3) God is offering a list of how to ensure that we are ‘in’. That's another myth. This is not a list of things that you do, in order to make sure you get to heaven one day. This has nothing to do with any of that. It's not a list of things you do, to make sure you're in.

He kind of covers that base with the last one: “Thou shalt not Covet”. In other words, don't ever want to do any of the other nine ones.

So where did the idea come from that ‘God is good’, and ‘we are bad’; and then we get to ‘impress God by doing good’? Why do we think that our Behaviour is linked to our Acceptance with God? Where did that come from - the idea that: God listens to my prayer more, if I'm a good boy; and He shuts His ears to me if I'm a bad boy?

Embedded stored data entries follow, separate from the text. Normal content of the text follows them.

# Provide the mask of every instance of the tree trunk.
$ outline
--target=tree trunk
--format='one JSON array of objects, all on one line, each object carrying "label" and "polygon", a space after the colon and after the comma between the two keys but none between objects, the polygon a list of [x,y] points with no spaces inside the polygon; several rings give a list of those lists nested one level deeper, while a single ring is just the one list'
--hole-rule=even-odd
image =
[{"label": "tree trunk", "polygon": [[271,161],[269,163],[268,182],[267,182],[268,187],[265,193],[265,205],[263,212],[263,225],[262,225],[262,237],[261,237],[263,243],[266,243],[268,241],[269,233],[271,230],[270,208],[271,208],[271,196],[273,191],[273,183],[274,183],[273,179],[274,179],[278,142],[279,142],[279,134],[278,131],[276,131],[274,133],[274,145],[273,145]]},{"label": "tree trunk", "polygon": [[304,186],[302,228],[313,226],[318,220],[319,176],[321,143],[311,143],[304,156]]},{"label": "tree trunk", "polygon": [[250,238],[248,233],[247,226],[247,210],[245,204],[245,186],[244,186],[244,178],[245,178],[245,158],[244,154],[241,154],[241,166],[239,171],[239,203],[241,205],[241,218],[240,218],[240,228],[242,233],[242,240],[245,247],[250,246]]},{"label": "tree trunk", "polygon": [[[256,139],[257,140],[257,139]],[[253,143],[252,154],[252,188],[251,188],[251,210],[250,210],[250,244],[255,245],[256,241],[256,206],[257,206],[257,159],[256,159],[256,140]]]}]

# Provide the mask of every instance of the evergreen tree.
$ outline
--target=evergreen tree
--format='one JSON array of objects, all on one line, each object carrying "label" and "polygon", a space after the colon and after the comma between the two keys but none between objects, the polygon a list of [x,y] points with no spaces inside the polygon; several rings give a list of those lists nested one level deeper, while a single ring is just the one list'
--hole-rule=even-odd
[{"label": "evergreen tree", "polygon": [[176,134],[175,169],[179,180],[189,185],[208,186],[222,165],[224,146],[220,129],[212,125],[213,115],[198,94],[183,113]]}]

This idea is worldwide - through all major religions. It's just in us. Where do we get the idea that God will listen to our prayers more, if I'm behaving? This way of thinking has done more to alienate people from God, than it has done to connect them with God, and this is why:

Guilt is always a temporary motivator.

There are two big-time temporary motivators: Fear; and Guilt. Those are very temporary motivators, fear and guilt. You'll do a lot of things when you get afraid, that you won't do under normal circumstances; and you'll do a lot of things when you get afraid, that you can never maintain.

Guilt's the same way. Am I the only person in the room that's ever made a promise to God at an altar, because of guilt, that I couldn't keep? Come on. I remember being at camp one time, and they told us we'd go to hell if we didn't pray for 30 minutes a day; so I got scared, and I got guilty, and I promised God that I'd get up at five o'clock every morning and pray for an hour. The first day I was excited about it, I got up, I prayed, read my Bible, and I opened my eye after praying, and it was 5.05am! I thought: what am I going to do now? I was only 13 years old. Fear and guilt are horrible motivators.

God's not trying to establish a relationship with fear and guilt. That would be the same as saying: “you have to marry me”.

Whether you love me or not, you have to marry me? No, no, no. God wants to create a relationship out of freedom. The message of God is exactly the opposite. God's laws, and His rules, are not condition for relationship; they're confirmation that He wants us to have the best life.

Let me make two observations about that:

1) You could tell a lot about a person, by the rules they establish. You actually train people how to treat you. You do; you set boundaries. One of the Hebraic definitions of hell is: a boundary-less place. If we're living in a circumstance where someone can treat me any way they want - and with no repercussion - that's called hell. That's called hell; it's a boundary-less place.